Michael Bryson, editor of the Danforth Review, reviews Rebecca's Once in a post on the short story on his blog, Underground Bookclub. For the full post go here, but I've copied the section on Once below:
It is not the best of the times and the worst of times for short story writers. It is simply the worst of times. Though for short story readers, hope springs eternal. Regardez Rebecca Rosenblum’s Once (Biblioasis, 2008), a book Beattie called "the most exciting first book of short stories by a Canadian writer since Munro’s Dance of the Happy Shades [1968]."
I read this book over the past couple of months. I didn’t want it to end.
Winner of the Metcalf-Rooke Award, Rosenblum’s debut consists of 17 stories in just over 200 pages. The dominant theme is youth. The stories are quirky, light, intelligent, funny, well-written, absurd, amusing, insightful, clever, urban, urbane, lovely, contemporary, remarkable – in short, they offer much rewarding reading.
The stories made me remember my twenties with something other than bitterness, which is an achievement, believe me. They made me aware of opportunities of youth that I hadn’t thought of before. What I mean is, Rosenblum has a unique vision, powerful enough to make the old seem new again. She achieves what only the first rank of story writers achieve. She makes the familiar strange, and the strange familiar.

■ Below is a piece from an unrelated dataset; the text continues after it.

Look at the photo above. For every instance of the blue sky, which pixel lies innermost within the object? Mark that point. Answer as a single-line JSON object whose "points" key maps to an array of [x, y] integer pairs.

Here’s one moment. Trinity, a pretty girl, says to her friends at a party: "You know, certain people in the sixties thought orgies would have become de rigeur by now, replacing parties like this entirely. Isn’t it weird that after all this time, we’re still repressed? This evening doesn’t even have orgiastic elements."
This is a book about coming of age in the 1990s. It may well be the best book about that experience. I say 1990s, because I don’t think this is a post-9/11 book. The young people in this book are too smart and self-aware not to have noticed that the Bush years were different. Darker. Meaner. They tracked a downward trajectory. The outside world, one hopes, is now harder to ignore. We have left our contemporary Jazz Age behind and have long since taken on new challenges.
I don’t mean to suggest that Rosenblum should have written a different book – or that she should have changed as much as a word. I just don’t think this is a book about our current moment. It seems to capture the anxieties of the young of a period of our recent past, now gone. It is extremely well-written (and edited and published). Cudos to all who had a hand in it. Many are waiting to see what you will come up with next.
The Calgary Herald’s reviewer probably wouldn’t like it, though. Too many subtle moments. Too many well turned metaphors. Too much humour that’s quirky and not slapstick. Too much emotion that’s suggested, not overt. Too many characters bathed in ambiguity, not drawn to represent moral certainties.
Every once and a while someone shows again that the short story form is not exhausted.
Rebecca Rosenblum has done it. Hooray!